Another major contributing factor to Reagan's win in Massachusetts was the strong independent candidacy of John Anderson, a liberal Republican Congressman who ran in 1980 as an independent after failing to win the Republican Party's own presidential nomination. Anderson proved very popular with liberal and moderate voters in New England who normally leaned Democratic but were dissatisfied with the policies of the Carter Administration and viewed Reagan as too far to the right. In 1976, Carter had won Massachusetts with 56% of the vote, however, in 1980 he bled a substantial amount of this support to Anderson, allowing Reagan to eke out a narrow win with only 41.90% of the vote. Nevertheless, Reagan became the first Republican ever to win the White House without carrying Dukes County, which cast only its third-ever Democratic vote in 1980, after 1964 and 1976. With 15.15% of the vote, Massachusetts would prove to be John B. Anderson's strongest state in the nation, and more than double the 6.61% total he received nationwide.

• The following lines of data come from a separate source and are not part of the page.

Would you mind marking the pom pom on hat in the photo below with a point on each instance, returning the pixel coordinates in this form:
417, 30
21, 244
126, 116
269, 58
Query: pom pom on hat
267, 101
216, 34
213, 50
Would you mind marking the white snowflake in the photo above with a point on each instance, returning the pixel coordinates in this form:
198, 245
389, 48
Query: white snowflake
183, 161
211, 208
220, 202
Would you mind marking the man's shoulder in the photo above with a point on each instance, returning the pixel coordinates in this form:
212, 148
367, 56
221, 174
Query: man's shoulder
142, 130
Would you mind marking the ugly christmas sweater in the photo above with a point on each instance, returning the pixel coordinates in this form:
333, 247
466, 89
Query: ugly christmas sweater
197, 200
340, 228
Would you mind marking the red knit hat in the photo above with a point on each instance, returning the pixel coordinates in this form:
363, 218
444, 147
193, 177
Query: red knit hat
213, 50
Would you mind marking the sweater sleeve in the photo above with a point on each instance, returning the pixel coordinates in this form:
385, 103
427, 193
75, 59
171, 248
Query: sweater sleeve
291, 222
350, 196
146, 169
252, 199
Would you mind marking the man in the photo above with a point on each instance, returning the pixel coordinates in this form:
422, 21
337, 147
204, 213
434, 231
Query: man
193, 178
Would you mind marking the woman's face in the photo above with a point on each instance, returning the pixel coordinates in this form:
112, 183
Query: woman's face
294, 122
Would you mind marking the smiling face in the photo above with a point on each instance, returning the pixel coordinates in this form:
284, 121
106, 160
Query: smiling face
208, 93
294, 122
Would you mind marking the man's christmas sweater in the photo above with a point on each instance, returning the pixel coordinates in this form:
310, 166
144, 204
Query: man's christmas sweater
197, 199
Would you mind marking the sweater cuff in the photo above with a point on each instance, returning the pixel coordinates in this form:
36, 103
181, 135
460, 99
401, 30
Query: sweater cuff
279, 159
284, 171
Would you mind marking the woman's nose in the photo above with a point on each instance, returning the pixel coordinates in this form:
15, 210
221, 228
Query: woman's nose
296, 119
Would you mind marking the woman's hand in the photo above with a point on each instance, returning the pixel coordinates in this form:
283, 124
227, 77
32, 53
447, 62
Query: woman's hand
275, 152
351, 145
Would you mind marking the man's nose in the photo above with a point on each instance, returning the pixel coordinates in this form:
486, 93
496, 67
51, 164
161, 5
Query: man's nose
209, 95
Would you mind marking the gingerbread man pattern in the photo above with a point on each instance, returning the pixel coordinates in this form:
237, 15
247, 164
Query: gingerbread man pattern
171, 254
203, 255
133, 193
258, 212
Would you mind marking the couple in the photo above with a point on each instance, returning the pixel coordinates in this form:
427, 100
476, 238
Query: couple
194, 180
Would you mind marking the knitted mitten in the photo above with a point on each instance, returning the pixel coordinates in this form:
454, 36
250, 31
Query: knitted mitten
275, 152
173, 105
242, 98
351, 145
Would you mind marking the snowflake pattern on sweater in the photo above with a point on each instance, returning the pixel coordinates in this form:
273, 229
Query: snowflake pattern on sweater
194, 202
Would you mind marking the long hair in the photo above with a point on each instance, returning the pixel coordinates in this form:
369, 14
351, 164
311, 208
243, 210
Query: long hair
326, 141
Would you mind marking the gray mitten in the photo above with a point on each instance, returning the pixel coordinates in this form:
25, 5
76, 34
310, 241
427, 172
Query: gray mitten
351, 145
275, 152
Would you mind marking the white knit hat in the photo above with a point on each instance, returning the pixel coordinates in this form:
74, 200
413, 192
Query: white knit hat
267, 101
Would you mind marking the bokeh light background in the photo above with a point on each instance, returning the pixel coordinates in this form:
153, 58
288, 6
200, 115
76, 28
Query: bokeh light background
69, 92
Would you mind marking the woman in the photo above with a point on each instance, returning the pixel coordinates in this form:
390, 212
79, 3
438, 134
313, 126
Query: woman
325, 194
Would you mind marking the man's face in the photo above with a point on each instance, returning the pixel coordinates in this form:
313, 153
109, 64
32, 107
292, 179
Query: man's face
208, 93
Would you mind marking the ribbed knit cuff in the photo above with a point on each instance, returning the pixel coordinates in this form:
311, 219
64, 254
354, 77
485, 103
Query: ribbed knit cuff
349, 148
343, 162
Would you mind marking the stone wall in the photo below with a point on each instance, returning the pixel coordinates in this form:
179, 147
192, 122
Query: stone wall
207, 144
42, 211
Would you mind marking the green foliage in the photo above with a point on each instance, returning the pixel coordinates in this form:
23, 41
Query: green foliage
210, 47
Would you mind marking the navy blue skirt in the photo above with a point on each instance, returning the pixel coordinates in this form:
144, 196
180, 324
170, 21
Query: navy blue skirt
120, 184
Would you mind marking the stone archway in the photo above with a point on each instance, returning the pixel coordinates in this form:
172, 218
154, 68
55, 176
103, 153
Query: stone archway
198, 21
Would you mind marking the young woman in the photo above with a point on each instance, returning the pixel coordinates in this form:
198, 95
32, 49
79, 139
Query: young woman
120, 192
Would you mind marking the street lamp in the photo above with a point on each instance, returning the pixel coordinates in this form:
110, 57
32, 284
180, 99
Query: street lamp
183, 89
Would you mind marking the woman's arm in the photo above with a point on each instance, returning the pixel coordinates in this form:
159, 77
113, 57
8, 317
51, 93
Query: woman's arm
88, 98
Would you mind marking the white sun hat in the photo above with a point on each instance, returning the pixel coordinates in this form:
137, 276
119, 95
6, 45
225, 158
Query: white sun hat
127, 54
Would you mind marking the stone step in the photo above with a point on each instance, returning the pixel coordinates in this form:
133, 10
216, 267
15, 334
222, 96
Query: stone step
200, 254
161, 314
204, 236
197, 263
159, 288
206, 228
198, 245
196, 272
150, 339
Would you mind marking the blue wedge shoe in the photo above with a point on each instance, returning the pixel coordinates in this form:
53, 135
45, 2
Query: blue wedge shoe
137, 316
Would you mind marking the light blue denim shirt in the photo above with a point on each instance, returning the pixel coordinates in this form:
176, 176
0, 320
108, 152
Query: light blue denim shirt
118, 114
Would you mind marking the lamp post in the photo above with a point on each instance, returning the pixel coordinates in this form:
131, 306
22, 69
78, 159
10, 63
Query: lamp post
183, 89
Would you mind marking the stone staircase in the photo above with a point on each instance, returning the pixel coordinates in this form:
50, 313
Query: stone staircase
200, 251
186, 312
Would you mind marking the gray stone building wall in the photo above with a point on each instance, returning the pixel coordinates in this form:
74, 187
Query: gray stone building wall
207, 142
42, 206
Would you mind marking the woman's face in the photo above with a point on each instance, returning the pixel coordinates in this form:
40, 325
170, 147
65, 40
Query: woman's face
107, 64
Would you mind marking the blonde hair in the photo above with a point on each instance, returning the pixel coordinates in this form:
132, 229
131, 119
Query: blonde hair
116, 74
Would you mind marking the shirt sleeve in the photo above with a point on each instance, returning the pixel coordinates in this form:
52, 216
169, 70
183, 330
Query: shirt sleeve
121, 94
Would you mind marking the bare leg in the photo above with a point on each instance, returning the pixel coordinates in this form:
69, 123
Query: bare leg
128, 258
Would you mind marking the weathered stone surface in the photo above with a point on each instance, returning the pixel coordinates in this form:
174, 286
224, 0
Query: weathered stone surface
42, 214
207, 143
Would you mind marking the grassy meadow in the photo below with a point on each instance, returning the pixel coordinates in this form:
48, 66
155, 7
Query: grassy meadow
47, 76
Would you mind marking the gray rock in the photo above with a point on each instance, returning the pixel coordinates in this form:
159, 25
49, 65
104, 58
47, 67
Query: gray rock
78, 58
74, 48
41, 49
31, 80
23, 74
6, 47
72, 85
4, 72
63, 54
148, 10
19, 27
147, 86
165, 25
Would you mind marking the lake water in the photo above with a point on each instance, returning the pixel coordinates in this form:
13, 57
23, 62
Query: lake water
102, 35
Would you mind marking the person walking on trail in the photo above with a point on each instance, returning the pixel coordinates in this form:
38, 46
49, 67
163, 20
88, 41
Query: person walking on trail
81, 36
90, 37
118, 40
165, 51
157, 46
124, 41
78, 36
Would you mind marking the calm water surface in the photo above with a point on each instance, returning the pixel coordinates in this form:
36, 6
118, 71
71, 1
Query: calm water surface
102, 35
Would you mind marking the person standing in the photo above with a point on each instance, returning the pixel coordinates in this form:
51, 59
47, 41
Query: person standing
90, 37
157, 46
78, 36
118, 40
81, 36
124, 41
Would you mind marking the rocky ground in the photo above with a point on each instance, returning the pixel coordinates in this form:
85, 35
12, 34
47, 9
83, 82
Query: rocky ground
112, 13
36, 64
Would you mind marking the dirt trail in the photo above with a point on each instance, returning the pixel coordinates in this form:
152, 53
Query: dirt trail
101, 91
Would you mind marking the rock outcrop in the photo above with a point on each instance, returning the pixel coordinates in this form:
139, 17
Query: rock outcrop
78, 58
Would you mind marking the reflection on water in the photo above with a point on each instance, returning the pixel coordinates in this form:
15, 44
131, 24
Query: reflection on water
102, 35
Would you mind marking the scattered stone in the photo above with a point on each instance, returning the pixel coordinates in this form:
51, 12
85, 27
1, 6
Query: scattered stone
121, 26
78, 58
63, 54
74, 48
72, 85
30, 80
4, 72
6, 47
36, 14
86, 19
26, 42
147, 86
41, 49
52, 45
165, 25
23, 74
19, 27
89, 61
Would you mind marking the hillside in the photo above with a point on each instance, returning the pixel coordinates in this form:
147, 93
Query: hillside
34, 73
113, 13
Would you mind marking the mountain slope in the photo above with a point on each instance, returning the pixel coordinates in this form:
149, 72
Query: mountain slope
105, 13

While Reagan nationally won a convincing victory in the electoral college, Massachusetts would be his narrowest win, with the state being about ten percent more Democratic than the national average. As of 2024, this election marks only the third and last time (after 1852 and 1972) that Massachusetts has not voted for the same candidate as neighboring Rhode Island.